Стрельников сел и долго сидел, со стороны, сбоку приглядываясь к худому, нездоровому лицу председателя.
— Слушай, — сказал он наконец, — а у колхозников, которые просят коров да телок, есть в личном хозяйстве свиньи да овцы?
— У кого есть, а у кого нету.
— А нельзя так сделать: вместо крупного рогатого скота сдать в госзакуп мелкий?
— Нельзя. По плану: говядина. Разве только ты как старший ветврач бумагу выдашь: колхоз, дескать, сдал то, что надо.
Стрельников выдал бумагу, а через день его вызвали на бюро райкома. Заявление: старший ветврач Стрельников разрешил отдать коров колхозникам, а государству вместо высококачественной говядины всучил какую-то свинину и недозрелую баранину. Одним словом, обман, антигосударственная практика! (Кстати, заявление, как потом выяснилось, накатал один из колхозников, которому не досталось коровы.)
Секретарь райкома темной тучей навис над молодым ветврачом: отвечай! И от членов бюро несло крещенским холодом.
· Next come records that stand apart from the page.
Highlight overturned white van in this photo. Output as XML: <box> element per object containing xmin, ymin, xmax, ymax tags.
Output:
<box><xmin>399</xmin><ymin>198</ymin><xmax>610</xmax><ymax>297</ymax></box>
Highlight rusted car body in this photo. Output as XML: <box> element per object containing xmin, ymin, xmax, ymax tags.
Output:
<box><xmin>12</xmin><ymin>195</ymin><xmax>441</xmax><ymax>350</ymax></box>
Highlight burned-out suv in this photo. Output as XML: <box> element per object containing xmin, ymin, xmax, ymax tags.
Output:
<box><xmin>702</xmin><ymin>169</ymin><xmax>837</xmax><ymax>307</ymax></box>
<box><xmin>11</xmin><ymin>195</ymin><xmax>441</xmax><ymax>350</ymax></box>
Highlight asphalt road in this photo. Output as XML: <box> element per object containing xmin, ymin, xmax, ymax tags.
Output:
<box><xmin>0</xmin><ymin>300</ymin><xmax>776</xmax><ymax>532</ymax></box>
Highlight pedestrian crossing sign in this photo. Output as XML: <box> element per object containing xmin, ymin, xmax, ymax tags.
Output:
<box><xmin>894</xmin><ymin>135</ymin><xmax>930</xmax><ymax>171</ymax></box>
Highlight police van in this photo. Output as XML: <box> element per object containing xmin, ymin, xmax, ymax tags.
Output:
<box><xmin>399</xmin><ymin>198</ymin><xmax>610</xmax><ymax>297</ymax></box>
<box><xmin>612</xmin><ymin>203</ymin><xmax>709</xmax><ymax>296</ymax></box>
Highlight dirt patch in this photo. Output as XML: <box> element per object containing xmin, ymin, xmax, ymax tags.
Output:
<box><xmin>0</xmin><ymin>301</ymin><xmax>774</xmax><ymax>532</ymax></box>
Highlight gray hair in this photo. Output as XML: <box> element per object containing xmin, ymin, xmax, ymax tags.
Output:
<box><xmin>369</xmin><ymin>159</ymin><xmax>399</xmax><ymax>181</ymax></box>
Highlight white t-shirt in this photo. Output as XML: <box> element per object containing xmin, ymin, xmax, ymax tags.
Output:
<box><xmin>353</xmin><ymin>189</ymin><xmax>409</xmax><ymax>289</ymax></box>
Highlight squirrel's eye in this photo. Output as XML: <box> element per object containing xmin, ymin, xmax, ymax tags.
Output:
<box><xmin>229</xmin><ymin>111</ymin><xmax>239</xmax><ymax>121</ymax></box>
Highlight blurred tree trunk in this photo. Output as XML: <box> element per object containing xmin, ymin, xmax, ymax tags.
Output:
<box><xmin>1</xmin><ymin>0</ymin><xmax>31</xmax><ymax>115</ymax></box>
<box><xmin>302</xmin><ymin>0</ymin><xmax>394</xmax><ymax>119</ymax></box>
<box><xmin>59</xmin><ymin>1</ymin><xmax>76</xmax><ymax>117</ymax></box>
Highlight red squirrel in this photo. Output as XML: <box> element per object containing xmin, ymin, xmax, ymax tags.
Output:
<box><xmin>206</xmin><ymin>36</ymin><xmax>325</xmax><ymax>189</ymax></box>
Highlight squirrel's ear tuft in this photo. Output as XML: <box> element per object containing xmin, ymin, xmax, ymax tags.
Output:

И Стрельников в первую минуту перепугался насмерть, а потом вдруг вспомнил председателя с обрубком вместо руки и просто озверел:
— Это накормить-то крестьянских детишек молоком антигосударственная практика? Да зачем же нас с вами сюда прислали? Разве не для того, чтобы крестьянские дети молоко ели? Или вам плевать на крестьянских детей, поскольку сами получаете молоко с базы? Нет, то, что я сделал, это не антигосударственная практика, а единственно государственная и народная практика! Сказал, и не вышел, а вылетел вон. Члены бюро уставились на первого секретаря: что сделает тот? Сейчас, сию минуту, позвонит куда следует или покамест распорядится, чтобы заготовили приказ о снятии Стрельникова?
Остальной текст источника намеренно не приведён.